Just then they heard the sound of a twig snapping behind them. The Princess had her long knife in the air in no time and it sunk into a tree beside a man’s head. “Come out of there and show yourselves before I have to fetch you,” she said, without seriously raising her voice, which made her sound cold and very sure of herself, and which was probably more effective than a shout. Besides, she had her sword in her hand and at the ready, so she made an imposing sight in the dim light. The man stepped into the small clearing slowly, followed by another man and a woman. Drud, Bunder and Elluin came into the light, and the Princess sighed. “Elluin, I’m so glad you are safe.” She spoke this as an old friend, even though she knew the girl would not know her at all. She put her sword away and stretched out her hand. The long knife vacated the tree and jumped back to her waiting palm, at which point she put it away as well. “A virtue of its making,” she explained. “The same makers as Thor’s hammer.” She paused. She was not entirely sure they had made Thor’s hammer yet.
“Goddess.” Elluin went to her knees at this display of power. Drud and Bunder just stared, open mouthed.
“No.” Kined laughed, nervously. “It’s just Flern.”
The Princess shook her head. “You three, up the hill with the others and wait until we come back, is that clear?” She had underlined the word, “Wait.”
Drud nodded. “But if you are taking these two mortals down there.” He pointed toward the village. “You will probably get them killed. We had a hell of a time getting Elluin out, and Bunder had to kill a man.”

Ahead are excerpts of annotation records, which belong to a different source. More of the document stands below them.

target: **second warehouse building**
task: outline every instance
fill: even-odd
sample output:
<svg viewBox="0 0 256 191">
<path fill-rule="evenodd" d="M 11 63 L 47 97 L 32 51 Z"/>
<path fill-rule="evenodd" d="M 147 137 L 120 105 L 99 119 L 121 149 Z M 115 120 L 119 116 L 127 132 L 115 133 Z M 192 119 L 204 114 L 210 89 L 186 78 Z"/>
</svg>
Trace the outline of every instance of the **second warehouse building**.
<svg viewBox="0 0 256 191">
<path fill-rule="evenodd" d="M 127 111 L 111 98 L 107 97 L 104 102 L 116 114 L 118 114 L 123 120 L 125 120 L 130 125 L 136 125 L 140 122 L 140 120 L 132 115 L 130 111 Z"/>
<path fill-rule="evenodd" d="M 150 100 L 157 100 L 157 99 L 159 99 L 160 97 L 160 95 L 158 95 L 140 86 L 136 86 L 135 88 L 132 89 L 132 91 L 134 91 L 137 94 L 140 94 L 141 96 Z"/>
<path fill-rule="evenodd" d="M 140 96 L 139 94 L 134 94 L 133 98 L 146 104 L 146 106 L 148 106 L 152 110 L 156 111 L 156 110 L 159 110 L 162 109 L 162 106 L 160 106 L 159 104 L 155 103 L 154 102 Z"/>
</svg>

“Bunder, I’m so sorry.” The Princess sounded sympathetic. The young man just stood there, dull faced as usual. Though the Princess had killed more men than she dared count, a friend named Leodis constantly reminded her how hard it could be, even in war, and especially a first kill.
“We will wait.” Elluin got off her knees, but her attitude still said, goddess. As usual, she did not quite get it, and neither Kined, Vilder, nor the Princess had the time to explain it to her. She led the two boys up the hill, but once beyond the trees, Vilder grabbed the Princess by the arm and turned her to face him.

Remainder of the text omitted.